Is the number of animals used in testing about to rise dramatically post-Brexit?

Here's everything we know so far.

In the heady, ‘hug a husky‘ days of 2010, the Tories and Lib Dems promised to reduce the use of animal testing in Britain. Fast forward six years and the number of animals subjected and sacrificed to research has risen to almost four million in the UK.

Shockingly, experts this week are, again, predicting that Brexit will see the number rise even higher.

It’s one of the lesser talked about issues which I have highlighted in my new ‘Animals and Brexit’ report, alongside vet shortages, veterinary medicine delays and the loss of key wildlife protections.

While commentators have focused, understandably perhaps, on Ministers’ apparent readiness to sacrifice farmed animal safeguards on the altar of free trade much less has been said of the equally devastating welfare impacts of leaving the European Medicines Agency and the loss of access to vital EU research networks.

At the moment, the welfare of animals used in research and testing is governed by an EU regulation which requires national regulators to approve animal use only on a case-by-case basis.

The regulation also sets basic minimum standards, on everything from cage size to scientific objectives.

Most important, however, is the stipulation that all member states work together to phase out animal testing entirely and develop non-animal alternatives.

The EU directive governing animal testing requires member states to contribute to the development, validation, and implementation of non-animal approaches and methods which use fewer animals or entail less suffering.

Animal testing in the UK benefits from extensive European Union collaboration, research and data-sharing networks seeking to promote and develop non-animal testing alternatives.

The EU has even prioritised funding for the replacement of animal use through Horizon 2020.

Although the UK currently subscribes to these objectives, networks and funding programmes, by virtue of our EU membership, there is no clarity on any post-Brexit policy in this area.

Outside of the Single Market, the UK will lose access to vital EU funding and scientific networks advancing replacement science.

The European Union Reference Laboratory for alternatives to animal testing (EURL-ECVAM), in particular, is a world leader in the validation of methods which reduce, refine or replace the use of animals for safety, efficacy and potency testing of chemicals, biologicals, and vaccines.

Post-Brexit, therefore, a number of factors are likely to lead to a further increase in animal testing in the UK, including:

  • Research duplication across the UK and EU
  • Loss of EU funding and coordinated research into alternative methods
  • Delay in alternative testing procedures developed in the EU reaching the UK

After leaving the EU, the UK Government will be faced with the task of creating a wholly new domestic regulatory system for authorising both the use of animals in research and the approval of non-animal testing alternatives.

The creation of a parallel and duplicate regulatory system carries with it a significant risk that animals in the UK will be subjected to doubly unnecessary duplicate and parallel testing post-Brexit.

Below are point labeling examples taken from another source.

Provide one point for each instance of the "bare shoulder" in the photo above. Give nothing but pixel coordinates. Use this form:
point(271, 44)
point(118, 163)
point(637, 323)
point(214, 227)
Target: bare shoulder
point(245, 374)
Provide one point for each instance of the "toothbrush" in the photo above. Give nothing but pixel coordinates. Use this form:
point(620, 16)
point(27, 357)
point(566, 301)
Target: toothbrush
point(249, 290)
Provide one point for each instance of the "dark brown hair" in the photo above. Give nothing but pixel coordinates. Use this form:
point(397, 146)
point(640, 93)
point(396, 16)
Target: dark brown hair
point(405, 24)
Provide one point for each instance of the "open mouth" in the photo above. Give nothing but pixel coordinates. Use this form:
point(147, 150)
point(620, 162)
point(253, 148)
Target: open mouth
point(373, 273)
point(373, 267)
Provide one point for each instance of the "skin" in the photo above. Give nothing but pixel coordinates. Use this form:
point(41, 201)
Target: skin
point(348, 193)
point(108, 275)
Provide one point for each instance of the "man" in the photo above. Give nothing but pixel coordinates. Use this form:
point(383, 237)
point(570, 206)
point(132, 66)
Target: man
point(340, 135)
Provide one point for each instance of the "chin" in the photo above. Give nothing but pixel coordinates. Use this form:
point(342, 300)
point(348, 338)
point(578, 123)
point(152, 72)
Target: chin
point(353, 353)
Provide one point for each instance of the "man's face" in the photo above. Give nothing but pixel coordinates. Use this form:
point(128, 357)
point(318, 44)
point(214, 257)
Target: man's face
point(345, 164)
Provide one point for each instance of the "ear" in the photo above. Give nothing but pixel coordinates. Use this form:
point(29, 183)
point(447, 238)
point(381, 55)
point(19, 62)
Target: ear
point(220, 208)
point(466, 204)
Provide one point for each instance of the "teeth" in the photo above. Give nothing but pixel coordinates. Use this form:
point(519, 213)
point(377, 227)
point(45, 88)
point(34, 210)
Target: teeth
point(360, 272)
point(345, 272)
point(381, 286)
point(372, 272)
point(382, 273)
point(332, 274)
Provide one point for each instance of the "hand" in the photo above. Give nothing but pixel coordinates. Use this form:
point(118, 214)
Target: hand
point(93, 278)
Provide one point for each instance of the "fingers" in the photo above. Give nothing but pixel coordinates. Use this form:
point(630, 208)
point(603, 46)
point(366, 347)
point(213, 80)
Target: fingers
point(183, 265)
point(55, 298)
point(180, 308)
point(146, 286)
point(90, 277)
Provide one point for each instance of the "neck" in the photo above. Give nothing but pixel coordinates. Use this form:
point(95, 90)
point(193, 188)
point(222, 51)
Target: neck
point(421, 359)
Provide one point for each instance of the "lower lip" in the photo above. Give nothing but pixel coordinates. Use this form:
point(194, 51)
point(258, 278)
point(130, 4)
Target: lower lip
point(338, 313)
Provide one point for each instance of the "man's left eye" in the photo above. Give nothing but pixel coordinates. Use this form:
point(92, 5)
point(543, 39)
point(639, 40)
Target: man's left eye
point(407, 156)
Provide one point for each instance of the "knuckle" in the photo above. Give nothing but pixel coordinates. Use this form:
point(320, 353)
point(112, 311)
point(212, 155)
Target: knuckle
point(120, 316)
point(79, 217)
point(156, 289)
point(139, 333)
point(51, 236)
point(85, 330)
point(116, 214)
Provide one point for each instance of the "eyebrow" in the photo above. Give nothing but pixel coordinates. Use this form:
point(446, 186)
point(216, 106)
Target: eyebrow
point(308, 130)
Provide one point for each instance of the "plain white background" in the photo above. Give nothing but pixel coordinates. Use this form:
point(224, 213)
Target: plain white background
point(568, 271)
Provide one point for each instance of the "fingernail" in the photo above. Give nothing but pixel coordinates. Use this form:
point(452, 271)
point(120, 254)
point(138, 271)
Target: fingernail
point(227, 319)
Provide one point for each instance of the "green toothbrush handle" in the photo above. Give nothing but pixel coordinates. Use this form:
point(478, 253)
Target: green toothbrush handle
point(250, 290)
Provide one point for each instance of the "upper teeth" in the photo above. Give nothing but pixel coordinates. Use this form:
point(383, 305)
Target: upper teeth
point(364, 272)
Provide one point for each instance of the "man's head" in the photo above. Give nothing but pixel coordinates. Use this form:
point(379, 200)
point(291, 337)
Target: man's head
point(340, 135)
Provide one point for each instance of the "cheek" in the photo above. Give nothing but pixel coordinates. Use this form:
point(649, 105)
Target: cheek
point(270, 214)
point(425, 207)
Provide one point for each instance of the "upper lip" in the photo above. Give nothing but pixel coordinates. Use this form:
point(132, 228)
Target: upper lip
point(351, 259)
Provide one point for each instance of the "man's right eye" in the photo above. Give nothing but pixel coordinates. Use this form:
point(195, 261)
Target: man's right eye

The risk is amplified by the clarity offered by the EU; third countries, which is what the UK will be post-Brexit, cannot cherry pick access to EU regulatory bodies or research networks.

Worse still, the Environment Secretary Michael Gove has recently expressed his support for the ‘gene-editing’ of farmed animals once Britain leaves the EU.

In the UK, ‘gene-editing’ experiments are responsible for almost half of all of the four million animals are used in testing and research.

Ultimately, animal testing is just one among many of the animal welfare impacts of Brexit. It should, however, act as the clarion call for all those seeking to ensure animals aren’t thrown under the Brexit bus.

Compassion for animals is in my DNA. As an MEP, I have fought hard to include protecting animal welfare standards in the European Parliament’s Brexit resolution, which is set to be voted on this week.

As the Greens animals spokesperson, I pledge to continue standing side by side with animal advocates and campaigners in the fight to protect animals post-Brexit.